Wednesday, June 13, 2012

The Real Education Divide (It's Not Public Or Private)

A slightly off topic post today.

Post Gonski report I've seen a lot written about the "educational divide" in Australia. Almost all of these articles, I think, falsely put this divide between public schools and private schools. There is a divide but it is not here.

From 2003-2009 one of the roles I had in my job was to give seminars in high schools. The topic (drugs and alcohol) was pretty universal so it meant I got to visit and interact with students and teachers from the most elite private schools through to students in the most notorious public schools.

At the time I had very young children so I was often thinking would I send my child to this school? Having been educated in a public school I always thought that this is exactly what I would do with my own children. That was until I came across the education divide.

There is an education divide and it is not across the private and public divide but purely across the socio-economic divide. Really there are three tiers. Tier 1: Elite private schools: these are the ones with high fees, each kid has to bring their own laptop and the year 11 excursion will be somewhere in. Tier 2: Public schools in affluent areas and low fee private schools. Tier 3: Public schools in poorer areas.

In my job it got to the point where I was pretty confident I could be helicoptered in and could tell which tier a school fell into. I've seen 2nd tier public schools with architecturally designed facades, landscaped gardens, excellent IT resources and even a gym (one good enough to charge the public to use). Above all these schools (public and private) had experienced teachers and students who have grown up in a family where education was valued, it was seen as highly important that students do well and students were asked to think about what university course they will do.

On the other hand I've seen schools in the third tier where there was a 10cm floor to ceiling gap a the staff room. A staff room where the broken fridge was used as a cupboard and the microwave was used to boil water because the kettle was broken too. I've been told not to use words on a  power point presentation for year 11 students because "they don't read" (yes that is a quote). The teachers were a mixture of new teachers (you can't just get a job at a school in an affluent area), not particularly good burnt out older teachers, and experienced older teachers who choose to stay at a school in a poorer area. These teachers often have low expectations for their students trying earnestly to funnel them in to a trade. They are often exasperated, teaching students who come from families who do not feel that they benefited much from their own education and don't believe their children will benefit much from theirs.

This divide becomes even more pronounced with proliferation of low fee private schools. Many parents like me have chosen to put our kids in to a lower fee private school (a school chosen in part because it achieved similar Naplan results to the public primary school I went to as a child).

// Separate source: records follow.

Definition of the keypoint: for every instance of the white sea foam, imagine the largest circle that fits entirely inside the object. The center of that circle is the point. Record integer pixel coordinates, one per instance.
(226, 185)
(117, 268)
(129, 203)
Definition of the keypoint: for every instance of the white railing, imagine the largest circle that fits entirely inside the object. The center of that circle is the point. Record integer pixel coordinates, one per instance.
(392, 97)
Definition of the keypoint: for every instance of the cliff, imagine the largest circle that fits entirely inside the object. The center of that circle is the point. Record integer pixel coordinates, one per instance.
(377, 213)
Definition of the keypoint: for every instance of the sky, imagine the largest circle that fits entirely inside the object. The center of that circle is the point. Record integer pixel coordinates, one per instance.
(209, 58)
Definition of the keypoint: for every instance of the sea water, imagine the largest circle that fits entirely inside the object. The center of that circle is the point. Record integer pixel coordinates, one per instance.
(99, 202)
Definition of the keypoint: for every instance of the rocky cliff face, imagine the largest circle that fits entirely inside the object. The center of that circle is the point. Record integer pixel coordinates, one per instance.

This means that where there might have been 15 kids in a class who's parents have high expectations on what their child might achieve at school, there might be only 5. I believe this profoundly shifts the culture of a school. The greater the percentage of students who don't have a strong motivation to learn from home teachers either lower expectations or burn themselves out trying to motivate a whole class to do better. These burnt out teachers will eventually move to a school where this motivation is instilled in a higher majority of students - that is, usually a school in a more affluent area. As these things happen the reputation of a school falls and parents avoid sending their kids to the school. It's a spiralling ever widening divide.

Personally I am currently looking at moving out of the area I live in. Schooling is a big factor in the decision and when buying a new house I'll be adding the cost of two private school educations on top of the cost of any house outside the boundary a 2nd tier public school.

2 comments:

GregoryO said...

Hi Chris,
I found myself initially quite surprised that you're giving this topic so much attention. Then I realised that you are living in the reality of the prospect of that third tier, and school takes up a sizeable chunk of yours and your kids' time, so it's a very real and present issue.

My daughter & unborn child are young enough that school is in the distant future, and we've stumbled into in an affluent area so this will probably remain a merely academic issue for me.

I am (currently) sure, though, that if my daughter wants to avoid NAPLAN stress, TEE stress, or university all together, then she will have my support. Of course that still puts me in a different position to a parent of a kid at a school with mostly burnt out or brand new teachers.

Peace,
Greg.

Chris said...

Indeed Greg, to all your points. If my animal loving daughter wants to leave school and be a tour guide at a farm I'm more than happy for her to do that but I want to make sure that being a vet can be an option too.